New Trends and Evidence for the Management of Renal Angiomyolipoma: A Comprehensive Narrative Review of the Literature.

2021 
Treatment of renal angiomyolipoma (AML) seeks to reduce related complications and preserve kidney function. The purpose of this article is to perform an updated literature review on the diagnosis, therapeutic options, and criteria for invasive intervention in patients with renal AML. The primary search protocol was executed using the PubMed, Embase and LILACS databases with the Mesh terms "angiomyolipoma", "kidney", “kidney neoplasm”, “diagnosis” and "therapeutics". The search was limited to articles published within the last 20 years, written in English and Spanish. All titles and abstracts were assessed by two of the authors and included according to their contribution to the objective of the article.
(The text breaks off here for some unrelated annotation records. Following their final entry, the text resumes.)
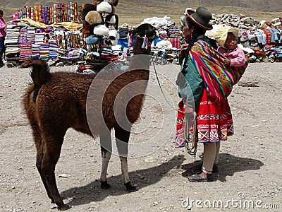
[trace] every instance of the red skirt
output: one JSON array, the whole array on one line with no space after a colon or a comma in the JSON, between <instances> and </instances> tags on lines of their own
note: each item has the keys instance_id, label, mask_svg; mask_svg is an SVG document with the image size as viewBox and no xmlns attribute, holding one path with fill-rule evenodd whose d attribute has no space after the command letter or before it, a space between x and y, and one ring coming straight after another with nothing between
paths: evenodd
<instances>
[{"instance_id":1,"label":"red skirt","mask_svg":"<svg viewBox=\"0 0 282 212\"><path fill-rule=\"evenodd\" d=\"M195 108L198 142L225 141L234 134L233 122L228 102L214 104L206 89ZM192 139L193 129L190 129L189 140Z\"/></svg>"}]
</instances>

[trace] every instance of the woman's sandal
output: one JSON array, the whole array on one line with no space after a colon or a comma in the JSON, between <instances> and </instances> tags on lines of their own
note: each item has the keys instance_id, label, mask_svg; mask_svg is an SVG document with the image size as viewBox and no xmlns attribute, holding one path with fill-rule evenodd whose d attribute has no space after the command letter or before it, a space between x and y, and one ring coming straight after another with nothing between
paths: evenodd
<instances>
[{"instance_id":1,"label":"woman's sandal","mask_svg":"<svg viewBox=\"0 0 282 212\"><path fill-rule=\"evenodd\" d=\"M207 174L206 177L204 177L200 175L195 174L191 177L189 177L188 180L190 182L212 182L214 181L214 175Z\"/></svg>"}]
</instances>

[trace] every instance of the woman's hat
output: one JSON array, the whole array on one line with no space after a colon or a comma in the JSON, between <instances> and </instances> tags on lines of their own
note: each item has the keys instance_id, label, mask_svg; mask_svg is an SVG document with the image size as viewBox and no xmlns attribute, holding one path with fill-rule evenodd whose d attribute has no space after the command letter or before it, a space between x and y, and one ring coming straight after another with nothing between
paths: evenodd
<instances>
[{"instance_id":1,"label":"woman's hat","mask_svg":"<svg viewBox=\"0 0 282 212\"><path fill-rule=\"evenodd\" d=\"M228 25L223 26L218 29L214 35L214 39L221 47L224 48L224 44L226 40L228 33L232 33L235 37L238 35L238 30L235 28L232 28Z\"/></svg>"},{"instance_id":2,"label":"woman's hat","mask_svg":"<svg viewBox=\"0 0 282 212\"><path fill-rule=\"evenodd\" d=\"M192 9L192 7L188 7L185 8L184 15L192 14L192 13L195 13L195 11Z\"/></svg>"},{"instance_id":3,"label":"woman's hat","mask_svg":"<svg viewBox=\"0 0 282 212\"><path fill-rule=\"evenodd\" d=\"M195 13L188 14L187 16L200 28L207 30L212 29L212 25L209 24L212 18L212 13L204 7L198 7Z\"/></svg>"}]
</instances>

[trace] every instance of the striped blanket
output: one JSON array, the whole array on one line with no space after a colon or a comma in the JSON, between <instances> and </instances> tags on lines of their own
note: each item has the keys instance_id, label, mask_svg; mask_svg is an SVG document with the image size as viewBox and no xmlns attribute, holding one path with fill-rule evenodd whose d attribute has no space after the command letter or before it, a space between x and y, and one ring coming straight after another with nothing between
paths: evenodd
<instances>
[{"instance_id":1,"label":"striped blanket","mask_svg":"<svg viewBox=\"0 0 282 212\"><path fill-rule=\"evenodd\" d=\"M189 54L204 81L211 100L215 103L223 101L229 95L247 66L247 57L243 66L225 65L226 58L202 40L195 43Z\"/></svg>"}]
</instances>

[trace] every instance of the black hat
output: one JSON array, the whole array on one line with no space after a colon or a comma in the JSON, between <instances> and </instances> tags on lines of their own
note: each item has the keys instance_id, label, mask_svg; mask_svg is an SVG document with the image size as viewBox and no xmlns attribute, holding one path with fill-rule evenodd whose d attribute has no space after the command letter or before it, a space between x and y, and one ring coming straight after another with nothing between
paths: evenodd
<instances>
[{"instance_id":1,"label":"black hat","mask_svg":"<svg viewBox=\"0 0 282 212\"><path fill-rule=\"evenodd\" d=\"M199 27L207 30L212 29L212 25L209 24L212 18L212 13L204 7L198 7L195 13L187 16Z\"/></svg>"}]
</instances>

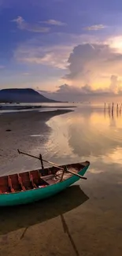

Some additional references were included given their clinical and historical relevance. Computerized tomography is the standard diagnostic method for renal AML; definitive diagnosis is made by histopathology. The management of choice in the vast majority of cases is active surveillance (AS), with a clinical and imaging follow-up protocol. In high-risk cases, therapeutic management should be considered, with alternatives such as selective arterial embolization (SAE), nephron-sparing surgery (NSS), and mTOR inhibitors in selected patients. Renal AML is a pathology that can be managed with AS most of the time, while women of childbearing age, those with growth >0.25 cm/year, intralesional aneurysms >5 mm, and clinically significant symptoms qualify for active treatment. Despite the limitations derived from the available evidence, it is possible to consider SAE, NSS, and the use of mTOR inhibitors as management alternatives for selected patients.